SNMP to BACnet/IP BARD HVAC Alarm Monitoring Case Study

Chipkin QuickServer exposed BARD HVAC controller alarms to BACnet/IP after a building automation team switched from unreliable SNMP traps to consistent polling.

A building automation team needed BARD HVAC controller alarms surfaced inside a Schneider Electric BMS. Chipkin QuickServer helped convert SNMP data into BACnet/IP after the initial trap-based approach proved unreliable and the project shifted to consistent polling instead.

This story matters because it captures a common SNMP integration mistake. The protocol was not the problem. The problem was using the wrong interaction model for the operational goal and then needing a field-ready way to normalize the data into BACnet objects the BMS could trust.

At a Glance

  • Industry: Building automation / HVAC monitoring
  • Location: Alberta, Canada
  • Customer: Facility automation and controls integrator
  • Facility type: Remote HVAC alarm monitoring deployment
  • Client role: Automation systems technician and project team
  • Project scale: BARD HVAC alarm and status monitoring integrated into one BACnet/IP supervisory workflow
  • Protocols: From: SNMP -> To: BACnet/IP
  • Chipkin product: Chipkin QuickServer
  • Project start: April 2025
  • Internal reference: FSE21138

BARD HVAC controllers to Chipkin QuickServer to Schneider Electric BACnet/IP BMS architecture diagram.

Architecture: BARD HVAC controllers -> SNMP -> Chipkin QuickServer -> BACnet/IP -> Schneider Electric BMS

SNMP to BACnet/IP Challenge

The upstream/server side was a set of BARD HVAC controllers exposing status and alarm data through SNMP. The downstream/client side was a Schneider Electric building management system that needed the same information represented as BACnet/IP objects for centralized alarm visibility.

The initial project path relied on SNMP traps. In practice, that made the alarm workflow harder to trust during commissioning. The customer needed a deterministic read path rather than intermittent event behavior that could be harder to validate cleanly in the BMS.

That turned the project into a protocol-strategy problem as much as a gateway problem. The team had to choose the right SNMP method first, then map the resulting data into BACnet in a way the supervisory system could use day to day.

Why Chipkin

This was a strong fit for Chipkin because the job depended on more than a basic SNMP driver. Chipkin QuickServer provided the protocol bridge, and Chipkin support helped the customer move from a trap-oriented assumption to a polling-based implementation that better matched the monitoring goal.
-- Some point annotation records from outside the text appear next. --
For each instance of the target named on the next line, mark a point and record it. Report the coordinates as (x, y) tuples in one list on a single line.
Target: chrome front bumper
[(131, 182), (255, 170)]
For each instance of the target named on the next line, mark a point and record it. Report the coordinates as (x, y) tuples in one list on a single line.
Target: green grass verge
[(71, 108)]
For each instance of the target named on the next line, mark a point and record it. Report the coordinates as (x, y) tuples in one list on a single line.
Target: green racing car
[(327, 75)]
That kind of guidance is what turns a technically possible integration into one that operators can actually rely on.

The Solution

Chipkin configured the QuickServer to poll the BARD controllers over SNMP and serve the returned alarm and status values as BACnet/IP objects for the Schneider Electric system. The deployment used the controller and gateway IP settings from the site network and focused on alarm visibility rather than trap forwarding.

The decisive move was switching from SNMP traps to polling. That gave the customer a more repeatable validation path and a steadier data source for the BACnet side during commissioning.

With that shift in place, the project moved from unreliable event behavior to a practical building-monitoring workflow centered on readable alarm states and controller status points.

For another case where Chipkin helped turn field alarm data into a more usable BAS handoff, see the EtherNet/IP to BACnet/IP PLC Alarm Integration case study.

HVAC Alarm Monitoring Results

The project delivered a working SNMP to BACnet/IP integration path for HVAC alarm monitoring.

Project proof points:

  • BARD HVAC controller status points were read successfully through SNMP polling.
  • Alarm and operational data were exposed to the Schneider Electric BMS as BACnet objects.
  • A trap-based approach was replaced with deterministic polling better suited to centralized monitoring.
  • The customer confirmed the gateway was useful for controller alarm visibility after setup.

The customer’s confirmation was specific to the operational goal:

“I managed to setup the gateway to read the BARD unit status points… it is good for monitoring of the controllers’ alarm statuses.”

— Automation systems technician, facility controls integrator

Have a Similar SNMP-to-BACnet Project?

Need to expose SNMP device data to a BACnet/IP BMS without getting stuck on traps-versus-polling decisions? Chipkin can help with QuickServer configuration, point modeling, and commissioning support for practical alarm monitoring deployments. Tell us about your project.

Frequently Asked Questions

Can QuickServer convert SNMP data to BACnet/IP for HVAC monitoring?

Yes. In this deployment, QuickServer polled the BARD controllers over SNMP and exposed the resulting values to the Schneider Electric BMS over BACnet/IP.

Why would polling work better than traps for alarm visibility?

Because the customer needed a deterministic read path that was easier to validate cleanly during commissioning. This project improved once the workflow moved away from trap behavior and toward consistent polling.

Can Chipkin help model alarm points for a BACnet supervisory system?

Yes. The project depended on more than connectivity. Chipkin also helped shape the point presentation so the downstream BMS could use the alarm and status values in day-to-day monitoring.